If you were a kid (especially a boy) in the 60's Jonny Quest was about the coolest cartoon you'd ever seen. A heady mixture of James Bond, Republic Serials and sci/fi & monster movies all crammed into a half hour TV show. Created by comic artist Doug Widley it ran for only one season in 1964/65 (every episode ran over budget - hence cancellation), but it left an indelible wrinkle on millions of young brains. Quest stayed in syndication up until the early 70's until the watchdog group Action for Children's Television (ACT) had it cancelled because of onscreen death, violence, weaponry, monsters etc. - so you know it had to be great (and HEY !, I think those are the main reasons why we watched it !).
The ongoing main plot concerned 11 year old Jonny Quest (voiced by Tim Matheson of Animal House fame) who father is famous U.S. government scientist Dr. Benton Quest. Although it was never specifically addressed it was implied that Jonny's mother died when he was young. To protect father & son from nasty foreign elements the government assigned bodyguard "Race" Bannon to protect them. This being the height of the cold war the villains that pop up in various episodes all speak with a heavy Russian accent or in the case of the one recurring bad guy Dr. Zinn , it’s the "Oriental peril" plot staple of the men's adventure magazines popular at the time. There's also Hadji (an Indian orphan adopted by Quest in one of the episodes) and Jonny's dog Bandit.

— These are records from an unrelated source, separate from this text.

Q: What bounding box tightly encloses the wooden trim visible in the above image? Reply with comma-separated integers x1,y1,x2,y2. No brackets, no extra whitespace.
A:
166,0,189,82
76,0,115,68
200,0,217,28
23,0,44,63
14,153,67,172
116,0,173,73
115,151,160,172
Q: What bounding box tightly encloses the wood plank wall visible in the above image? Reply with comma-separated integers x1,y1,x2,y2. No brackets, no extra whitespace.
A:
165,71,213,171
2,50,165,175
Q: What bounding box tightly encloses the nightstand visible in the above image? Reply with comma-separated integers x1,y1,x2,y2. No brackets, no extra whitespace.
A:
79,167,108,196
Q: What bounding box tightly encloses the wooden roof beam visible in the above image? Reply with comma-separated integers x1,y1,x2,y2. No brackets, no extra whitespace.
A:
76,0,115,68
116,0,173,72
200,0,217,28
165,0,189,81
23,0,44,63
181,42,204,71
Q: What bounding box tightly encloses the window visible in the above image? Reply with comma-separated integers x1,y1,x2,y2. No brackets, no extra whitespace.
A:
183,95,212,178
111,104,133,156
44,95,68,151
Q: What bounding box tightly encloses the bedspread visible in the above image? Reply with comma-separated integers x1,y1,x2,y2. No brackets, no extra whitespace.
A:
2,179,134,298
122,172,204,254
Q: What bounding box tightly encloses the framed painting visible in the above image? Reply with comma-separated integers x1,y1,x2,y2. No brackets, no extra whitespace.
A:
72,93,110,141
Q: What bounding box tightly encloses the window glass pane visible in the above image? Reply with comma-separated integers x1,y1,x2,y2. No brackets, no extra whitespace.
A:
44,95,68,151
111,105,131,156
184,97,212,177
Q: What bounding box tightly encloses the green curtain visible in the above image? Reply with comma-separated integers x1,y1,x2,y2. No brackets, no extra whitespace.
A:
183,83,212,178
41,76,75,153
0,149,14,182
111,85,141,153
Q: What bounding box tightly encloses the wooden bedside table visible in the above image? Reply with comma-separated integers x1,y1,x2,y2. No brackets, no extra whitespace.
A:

Jonny Quest was unique in that it never talked down to its intended audience and manged to always mix in a bit of history, geography or science into each episode. The group jetted around the world to investigate weird happening & sightings while the plots mixed such things as Gothic horror, spy stuff, monsters, laser guns, giant robot spiders and even classic staples such as mummies and werewolves. In addition it had death in high doses - including (but not limited to) being eaten by alligators (and other creatures), guns, falling into chemicals and tar, plane crashes and a Quest favorite - getting blown into smithereens. Although it featured Hanna Barbara's "limited" animation style, thanks to Widley Jonny Quest has a real cinematic feel to it with dissolve shots, heavy use of shadows, close-ups and very effective use of music and sound effects along with some beautiful painted backgrounds.
The entire show run is available on a DVD set - although it has had some of the perceived un-PC dialogue such as "ignorant savages" edited out.
The Race Bannon charactor was modeled after actor Jeff Chandler.